Published online by Cambridge University Press: 05 June 2012
History is the western myth.
Such a statement clearly implies a critique of history. This critique, however, does not consist in denying that there is history, contrary to the charge brought by Sartre against the structuralists. Speaking of Michel Foucault's (highly successful) book, Les mots et les choses (The Order of Things), Sartre says:
Foucault supplies people with what they have been needing: an eclectic synthesis in which Robbe-Grillet, structuralism, linguistics, Lacan and Tel Quel are each invoked in turn so as to demonstrate the impossibility of historical thought.
Behind history, of course, the target is Marxism.
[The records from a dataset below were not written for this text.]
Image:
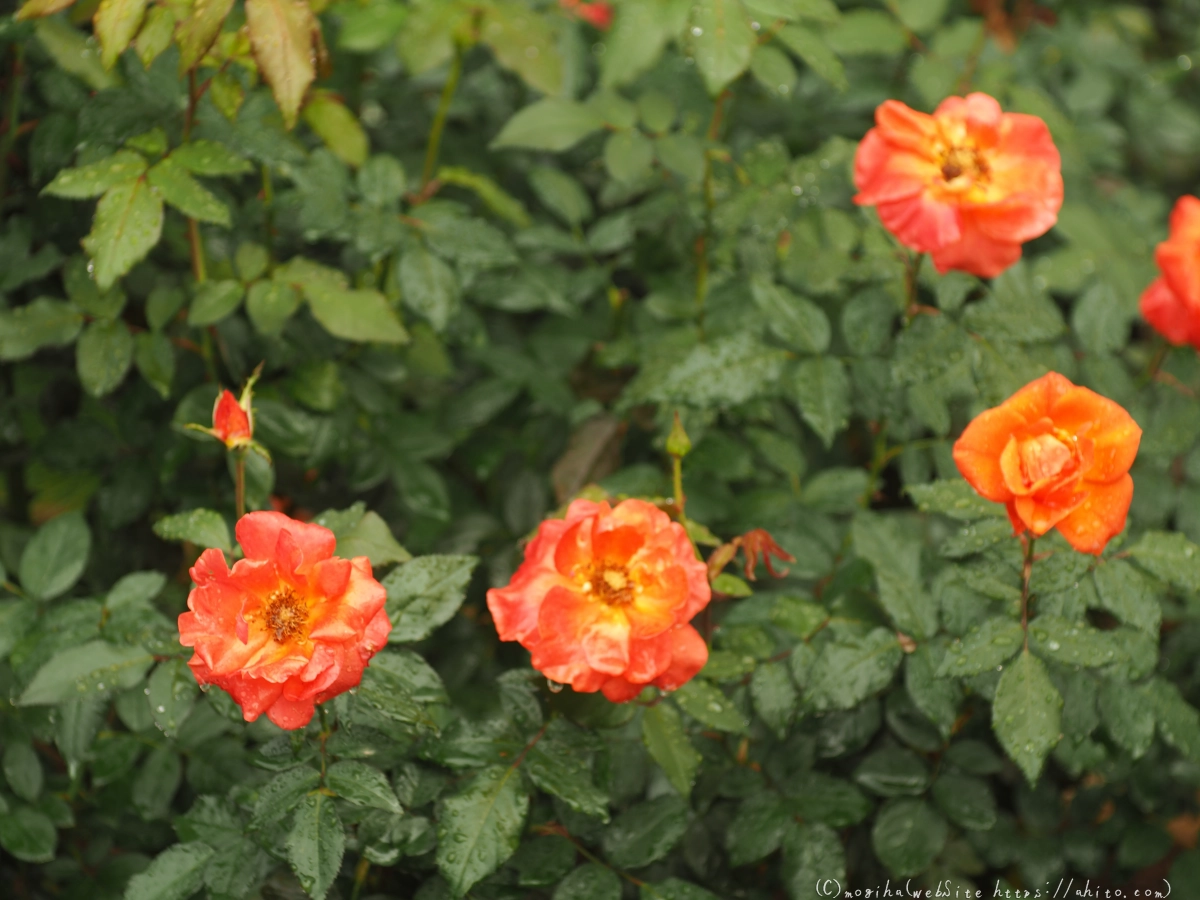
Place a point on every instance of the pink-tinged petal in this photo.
(606, 645)
(659, 605)
(979, 450)
(574, 550)
(208, 568)
(515, 607)
(1014, 519)
(252, 695)
(922, 222)
(689, 653)
(600, 631)
(292, 714)
(905, 127)
(1179, 256)
(1113, 433)
(1013, 220)
(1173, 317)
(976, 253)
(258, 533)
(579, 510)
(616, 545)
(1101, 517)
(333, 576)
(885, 174)
(1041, 514)
(562, 661)
(376, 634)
(648, 659)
This is an attempt to constitute a new ideology, the last bulwark which the bourgeoisie can still erect against Marx.
The Order of Things, ‘last bulwark’ raised by the ‘bourgeoisie’ against ‘Marx’ … Unfortunately for Sartre, his judgment here is a strikingly clear testimony to the mythical nature of his conception of history. Nobody seeks to ‘deny history’. Our only concern is to ascertain whether a sober conception of it may be reached after the twilight of the Hegelian idol.
Nihilism
Like several philosophers of his generation, Foucault comes from the French positivist school, for whom philosophy is a function of the history of concepts at work in the various learned specialist fields. Having set out to write a history of psychiatry, i.e. a study of the distinction made by doctors between the normal and the pathological in the field of mental health, Foucault finishes by writing his Histoire de la folie à l'âge classique.